Il s’agit de mettre à jour une réglementation adaptée "aux réalités numériques, afin de s’assurer que les industries créatives européennes resteront compétitives, et de maintenir un bon équilibre entre le droit d’auteur et les autres objectifs de politique publique tels que l’éducation, la recherche, l’innovation et les besoins des personnes handicapées", explique le texte qui introduit la directive et les trois autres textes réglementaires l’accompagnant (tous encore en anglais). Deux d’entre eux concernent la mise en œuvre du traité de Marrakech, relatif à l’accès des œuvres pour les malvoyants.

Comme toujours dans le domaine du droit d’auteur, les tensions se cristallisent sur la place du curseur juridique et économique entre les intérêts des ayants droit et l’intérêt général de la diffusion des idées. Plutôt satisfaits de l’équilibre actuel et réticents à le modifier en l’absence de certitude sur le résultat, les acteurs de la création ont d’emblée réagi avec méfiance, voire hostilité à ce projet, soupçonnant que l’intérêt général soit instrumentalisé par les géants des nouvelles technologies, les fameux GAFA - Google, Amazon, Facebook et Apple.

Tous sont américains, alors que les industries créatives sont principalement européennes, notamment dans l’édition, où six des dix premiers groupes mondiaux sont européens. Ils sont même propriétaires pour cinq d’entre eux d’importantes filiales aux Etats-Unis, où leurs rachats n’avaient pas été vus comme une perte de souveraineté nationale, mais plutôt avec une surprise condescendante pour ces Européens se fourvoyant dans la vieille économie.
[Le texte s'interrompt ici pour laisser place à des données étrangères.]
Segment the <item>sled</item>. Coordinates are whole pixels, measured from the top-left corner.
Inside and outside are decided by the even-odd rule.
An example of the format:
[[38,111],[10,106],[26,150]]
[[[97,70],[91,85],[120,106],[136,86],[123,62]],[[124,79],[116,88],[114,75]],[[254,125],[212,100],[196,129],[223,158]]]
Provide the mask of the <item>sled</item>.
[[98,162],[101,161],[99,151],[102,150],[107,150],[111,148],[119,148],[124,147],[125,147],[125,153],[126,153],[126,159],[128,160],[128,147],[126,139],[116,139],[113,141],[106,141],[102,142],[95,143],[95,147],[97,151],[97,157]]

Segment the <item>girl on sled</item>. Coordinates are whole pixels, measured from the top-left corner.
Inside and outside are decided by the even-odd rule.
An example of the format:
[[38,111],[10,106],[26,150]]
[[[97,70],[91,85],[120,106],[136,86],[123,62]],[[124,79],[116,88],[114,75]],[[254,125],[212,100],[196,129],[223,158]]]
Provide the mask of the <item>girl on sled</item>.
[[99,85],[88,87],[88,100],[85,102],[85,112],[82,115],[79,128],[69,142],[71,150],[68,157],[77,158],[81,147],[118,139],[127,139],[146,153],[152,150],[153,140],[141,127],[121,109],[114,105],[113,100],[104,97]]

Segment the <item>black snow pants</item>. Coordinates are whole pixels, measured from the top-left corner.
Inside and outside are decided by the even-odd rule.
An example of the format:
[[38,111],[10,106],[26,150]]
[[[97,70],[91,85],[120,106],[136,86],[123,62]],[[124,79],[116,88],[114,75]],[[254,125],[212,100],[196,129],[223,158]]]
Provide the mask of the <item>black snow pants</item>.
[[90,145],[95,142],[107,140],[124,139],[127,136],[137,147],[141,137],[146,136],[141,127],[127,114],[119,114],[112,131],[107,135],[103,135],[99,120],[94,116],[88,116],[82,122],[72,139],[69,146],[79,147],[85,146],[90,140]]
En voulant mettre de l’ordre dans les bouleversements causés par ces nouvelles technologies, le projet de directive, en 5 parties et 24 articles, semble pour le moment mécontenter tout le monde. Les représentants européens des bibliothèques se disent déçus. Les partisans d’une libéralisation de l’accès, incarnée par la députée européenne Julia Reda, fustigent un texte jugé outrageusement favorable aux ayants droit, lesquels réaffirment leur opposition aux exceptions, notamment dans le livre, par la voix de la Fédération européenne des éditeurs (FEE).

Lutte contre le piratage

Les exceptions, qui confèrent le droit d’utiliser des œuvres protégées sans l’accord de leurs auteurs et producteurs, mais avec un possible dédommagement, concernent la fouille de données dans les publications scientifiques pour la recherche, l’utilisation de contenus pour l’enseignement, et la numérisation d’œuvres dans un but de protection patrimoniale. La FEE a répété que ces objectifs pouvaient être atteints par la voie d’accords et de licences négociés. Ces exceptions auraient un caractère plus contraignant que celles qui avaient été listées dans la précédente directive, dont la transposition avait été laissée à l’appréciation des Etats membres, aboutissant à une situation jugée trop disparate et freinant l’économie de la création, selon la Commission.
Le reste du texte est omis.